See Dynamic Arrays for full details on amortized analysis and trade-offs.

Avoiding Leaks & UAFs

  • Initialize pointers to NULL/nullptr; after free, set to NULL in debug builds to trip fast.

  • Keep one pointer of truth; avoid storing the same raw pointer in many places.

  • In C, pair malloc and free in the same lexical scope when possible; exit paths use a single cleanup: label.

Testing for Leaks and Lifetime Bugs

  • Unit tests:

    • Allocate → use → free → reallocate elsewhere; ensure no stale access.

    • Randomized allocate/free interleavings to simulate production churn.

  • Tools:

    • Leak detectors/ASAN/MSAN/Valgrind for leaks, UAF, and OOB.

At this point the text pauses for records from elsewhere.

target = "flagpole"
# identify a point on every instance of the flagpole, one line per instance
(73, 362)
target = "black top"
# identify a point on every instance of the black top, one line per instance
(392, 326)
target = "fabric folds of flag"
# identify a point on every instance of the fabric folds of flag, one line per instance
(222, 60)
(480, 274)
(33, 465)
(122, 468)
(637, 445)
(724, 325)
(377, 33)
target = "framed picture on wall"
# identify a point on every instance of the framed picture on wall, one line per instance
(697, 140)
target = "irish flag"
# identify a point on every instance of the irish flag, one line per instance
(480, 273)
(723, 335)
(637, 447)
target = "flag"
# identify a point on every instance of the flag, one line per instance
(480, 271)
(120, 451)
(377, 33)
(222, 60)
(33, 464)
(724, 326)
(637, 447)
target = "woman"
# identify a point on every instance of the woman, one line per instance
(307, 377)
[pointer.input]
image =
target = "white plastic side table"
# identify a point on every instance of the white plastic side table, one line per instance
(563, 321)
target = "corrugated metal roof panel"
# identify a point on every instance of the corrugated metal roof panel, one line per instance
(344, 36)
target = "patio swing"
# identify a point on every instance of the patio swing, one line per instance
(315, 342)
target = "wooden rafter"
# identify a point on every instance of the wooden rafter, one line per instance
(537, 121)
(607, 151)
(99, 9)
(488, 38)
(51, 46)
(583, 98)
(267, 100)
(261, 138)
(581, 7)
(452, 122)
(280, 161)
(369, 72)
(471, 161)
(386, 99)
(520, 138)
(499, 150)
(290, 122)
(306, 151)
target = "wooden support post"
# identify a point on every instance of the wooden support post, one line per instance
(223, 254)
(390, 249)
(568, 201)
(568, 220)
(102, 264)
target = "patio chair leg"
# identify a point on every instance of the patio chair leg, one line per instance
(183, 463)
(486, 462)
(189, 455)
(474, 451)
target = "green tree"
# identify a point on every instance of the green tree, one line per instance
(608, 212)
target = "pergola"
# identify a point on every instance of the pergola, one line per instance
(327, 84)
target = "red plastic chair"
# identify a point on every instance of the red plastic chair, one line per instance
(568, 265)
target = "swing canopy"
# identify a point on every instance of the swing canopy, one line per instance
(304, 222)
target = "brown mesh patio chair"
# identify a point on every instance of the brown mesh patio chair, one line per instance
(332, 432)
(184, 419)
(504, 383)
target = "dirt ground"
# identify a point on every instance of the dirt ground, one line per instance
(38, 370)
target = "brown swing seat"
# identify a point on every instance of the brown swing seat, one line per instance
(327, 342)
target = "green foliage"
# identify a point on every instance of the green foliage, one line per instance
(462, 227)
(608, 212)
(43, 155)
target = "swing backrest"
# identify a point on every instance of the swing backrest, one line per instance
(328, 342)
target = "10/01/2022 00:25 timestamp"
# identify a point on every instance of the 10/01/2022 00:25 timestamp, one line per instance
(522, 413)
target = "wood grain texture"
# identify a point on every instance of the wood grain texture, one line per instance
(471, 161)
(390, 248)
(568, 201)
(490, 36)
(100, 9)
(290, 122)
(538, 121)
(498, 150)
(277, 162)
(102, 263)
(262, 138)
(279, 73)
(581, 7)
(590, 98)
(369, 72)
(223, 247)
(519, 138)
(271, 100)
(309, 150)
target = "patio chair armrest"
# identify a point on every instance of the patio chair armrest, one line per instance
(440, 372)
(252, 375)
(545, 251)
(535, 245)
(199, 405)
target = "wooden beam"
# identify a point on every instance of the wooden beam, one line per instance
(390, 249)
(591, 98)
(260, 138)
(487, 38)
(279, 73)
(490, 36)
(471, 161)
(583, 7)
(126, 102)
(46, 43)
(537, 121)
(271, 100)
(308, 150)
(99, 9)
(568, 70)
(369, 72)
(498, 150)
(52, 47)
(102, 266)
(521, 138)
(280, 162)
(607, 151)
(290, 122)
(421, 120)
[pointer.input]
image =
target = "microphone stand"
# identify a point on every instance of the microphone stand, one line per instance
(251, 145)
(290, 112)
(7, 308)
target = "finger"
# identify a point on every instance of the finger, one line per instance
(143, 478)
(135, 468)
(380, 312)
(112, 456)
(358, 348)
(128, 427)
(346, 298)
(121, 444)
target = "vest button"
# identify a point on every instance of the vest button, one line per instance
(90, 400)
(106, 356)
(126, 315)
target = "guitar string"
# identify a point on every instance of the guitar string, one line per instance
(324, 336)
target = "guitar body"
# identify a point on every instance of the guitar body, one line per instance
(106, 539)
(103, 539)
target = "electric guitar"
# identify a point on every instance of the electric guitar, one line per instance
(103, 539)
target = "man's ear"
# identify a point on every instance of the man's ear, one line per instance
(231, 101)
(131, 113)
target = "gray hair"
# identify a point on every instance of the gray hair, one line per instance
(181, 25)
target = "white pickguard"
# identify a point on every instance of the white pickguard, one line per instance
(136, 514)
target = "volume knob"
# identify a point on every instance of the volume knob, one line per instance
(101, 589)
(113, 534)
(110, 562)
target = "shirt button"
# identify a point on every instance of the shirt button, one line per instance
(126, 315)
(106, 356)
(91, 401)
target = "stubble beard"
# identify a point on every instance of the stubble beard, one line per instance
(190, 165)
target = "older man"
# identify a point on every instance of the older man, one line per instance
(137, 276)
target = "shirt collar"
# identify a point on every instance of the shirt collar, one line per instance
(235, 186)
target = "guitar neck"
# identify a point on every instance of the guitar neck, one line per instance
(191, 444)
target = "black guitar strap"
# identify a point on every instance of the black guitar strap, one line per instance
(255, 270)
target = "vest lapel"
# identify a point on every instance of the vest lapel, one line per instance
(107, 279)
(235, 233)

    • Fault injection: occasionally fail allocations to verify error paths and cleanup are correct.

test "buffer survives realloc":
    buf = new_buffer(8); write(buf,"abc")
    grow(buf, 128)         // forces move
    assert contents == "abc"
    free(buf)
 
test "no leak on error path":
    buf = malloc(64)
    if step2_fails():
        free(buf)
        return
    // ...
  • Reference counting: Automates freeing when the last reference drops to zero; beware cycles.

  • Regions/arenas: Allocate many small objects, free them all at once; great for parsers/compilers.

  • Garbage collection: Mark-sweep, copying, generational; trades predictability for convenience. See GC Algorithms: Mark–Sweep, Copying, Generational and Garbage Collection Concepts.

  • Memory pools & freelists: Pre-allocate blocks for fixed-size structures to avoid fragmentation and system call overhead.

  • Allocators in containers: Many containers (vectors, maps) accept custom allocator parameters to swap in pool/arena strategies.

Summary

Dynamic allocation is indispensable for flexible data structures and long-lived objects, but it introduces lifetime management responsibilities. The essentials:

  • Model ownership explicitly.

  • Choose an allocation strategy that matches lifetimes (general-purpose vs arena).

  • For growable buffers, use geometric growth with careful reallocation semantics.

  • Prevent and detect errors with tooling (ASAN/Valgrind) and tests that exercise error paths.

  • Watch fragmentation and locality: batch similar-sized allocations and free in patterns that let your allocator coalesce.

Handled with discipline, dynamic allocation gives high performance and reliability; handled casually, it’s the fastest path to leaks, crashes, and late-night debugging sessions.